Le travail de Denis ANSEL au cours des cinq dernières années invite à la réflexion sur la nature et le sens des représentations. TON BEAU ROUGE, LUCRECE fait ainsi dialoguer différentes formes inventées par le genre humain pour exprimer la réalité du monde : le langage (et notamment sa trace écrite), les fac-similés (et en particulier la réplique photographique) et l'art qui au passage se charge de philosophie. Ici le réel rencontre sa représentation picturale, son image photographique et sa dénomination (mais aussi son reflet, sa trace, sa symbolique ou son imaginaire etc.). Le tout se combine, s'entrecroise ou s'emmêle, s'équilibre ou s'affronte, par deux ou par trois, dans l'ordre ou le désordre, mais toujours avec cette question lancinante : le Même l'emporte-t-il sur l'Autre ? L'interrelation crée-t-elle du sens ou le met-elle en vacance? Dans cette confrontation des signifiants, le langage pourrait a priori sembler discrédité, en raison de son insuffisance à traduire l'esprit et c'est bien ainsi que s'affichent les tranches de mots de la série Vacance ou les lambeaux de textes de certaines Portes(Antigone et Iphigénie) : la langue y est morte et le sens littéral absent. Mais à l'inverse le nom Koré triomphe en lettres de sang, dans la tradition la plus pure de l'art conceptuel. Ailleurs, sur les Portes énumératives et les Terres d'ombre, les variations sont modulées, car au fond peu importe pour l'artiste que les réponses restent ouvertes et complexes, l'essentiel étant dans des combinaisons renouvelées.

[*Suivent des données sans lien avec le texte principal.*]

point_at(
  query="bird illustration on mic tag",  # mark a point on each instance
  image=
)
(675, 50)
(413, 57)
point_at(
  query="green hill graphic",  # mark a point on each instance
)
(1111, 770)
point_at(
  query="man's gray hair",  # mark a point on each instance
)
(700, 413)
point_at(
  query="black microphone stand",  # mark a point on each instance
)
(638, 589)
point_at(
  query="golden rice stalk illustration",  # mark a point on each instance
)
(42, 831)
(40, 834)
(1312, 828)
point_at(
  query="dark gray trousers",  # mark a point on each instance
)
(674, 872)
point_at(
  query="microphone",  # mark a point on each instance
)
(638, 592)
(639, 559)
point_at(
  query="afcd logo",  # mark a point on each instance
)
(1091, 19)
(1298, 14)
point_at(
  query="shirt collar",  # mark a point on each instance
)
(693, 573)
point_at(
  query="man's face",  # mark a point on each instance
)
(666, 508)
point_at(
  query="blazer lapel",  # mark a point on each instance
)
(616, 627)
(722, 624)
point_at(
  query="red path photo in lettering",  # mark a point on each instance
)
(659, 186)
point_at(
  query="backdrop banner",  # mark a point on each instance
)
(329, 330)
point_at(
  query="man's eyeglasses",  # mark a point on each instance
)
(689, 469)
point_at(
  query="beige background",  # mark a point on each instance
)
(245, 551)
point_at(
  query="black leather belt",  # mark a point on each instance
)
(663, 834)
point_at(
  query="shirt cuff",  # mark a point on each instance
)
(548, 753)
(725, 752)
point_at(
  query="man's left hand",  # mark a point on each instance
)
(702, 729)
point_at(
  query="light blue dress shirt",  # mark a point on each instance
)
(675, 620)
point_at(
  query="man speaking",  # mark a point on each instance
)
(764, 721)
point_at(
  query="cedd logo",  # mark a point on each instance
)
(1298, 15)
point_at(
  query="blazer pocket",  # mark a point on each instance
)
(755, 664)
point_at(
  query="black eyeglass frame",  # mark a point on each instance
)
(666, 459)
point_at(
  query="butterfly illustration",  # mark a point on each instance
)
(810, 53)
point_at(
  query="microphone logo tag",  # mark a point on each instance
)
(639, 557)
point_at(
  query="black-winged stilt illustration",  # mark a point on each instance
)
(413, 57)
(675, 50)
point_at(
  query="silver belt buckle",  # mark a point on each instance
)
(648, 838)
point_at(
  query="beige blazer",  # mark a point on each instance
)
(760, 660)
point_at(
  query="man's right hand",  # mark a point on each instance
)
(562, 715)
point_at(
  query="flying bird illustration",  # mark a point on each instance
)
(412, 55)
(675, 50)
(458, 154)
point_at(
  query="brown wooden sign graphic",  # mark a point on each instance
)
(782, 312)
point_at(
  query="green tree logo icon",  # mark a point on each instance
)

Mais la démarche de Denis ANSEL ne se réduit pas à un théâtre d'idées, à une recherche de "l'art aprés la philosophie". De multiples accès ouvrent sur son oeuvre et lui-même, dans le texte qu'il livre pour ce catalogue, insiste sur la prégnance du désir et les mystères du féminin. Nul besoin donc d'ajouter sur ce thème des mots aux siens. Par contre, on relèvera la présence insistante de ce qui évoque le passage, le seuil, l'initiation... le rôle corrélatif des césures, brisures et fêlures, bref des lignes qui séparent ou structurent... et l'importance concomitante des "entre-deux" : entre verbe et chose, entre fille et femme... Et le titre de l'exposition TON BEAU ROUGE, LUCRECE poursuit la série de ces couples : le noir est deuil et le rouge féminin, pour qu'en retour l'homme soit noir et la vie en rouge...




Joël DELAINE
Conservateur en chef du Musée des Beaux-Arts
et du Musée Historique de Mulhouse

Extrait du texte "où la vie secrète l'art" 2004.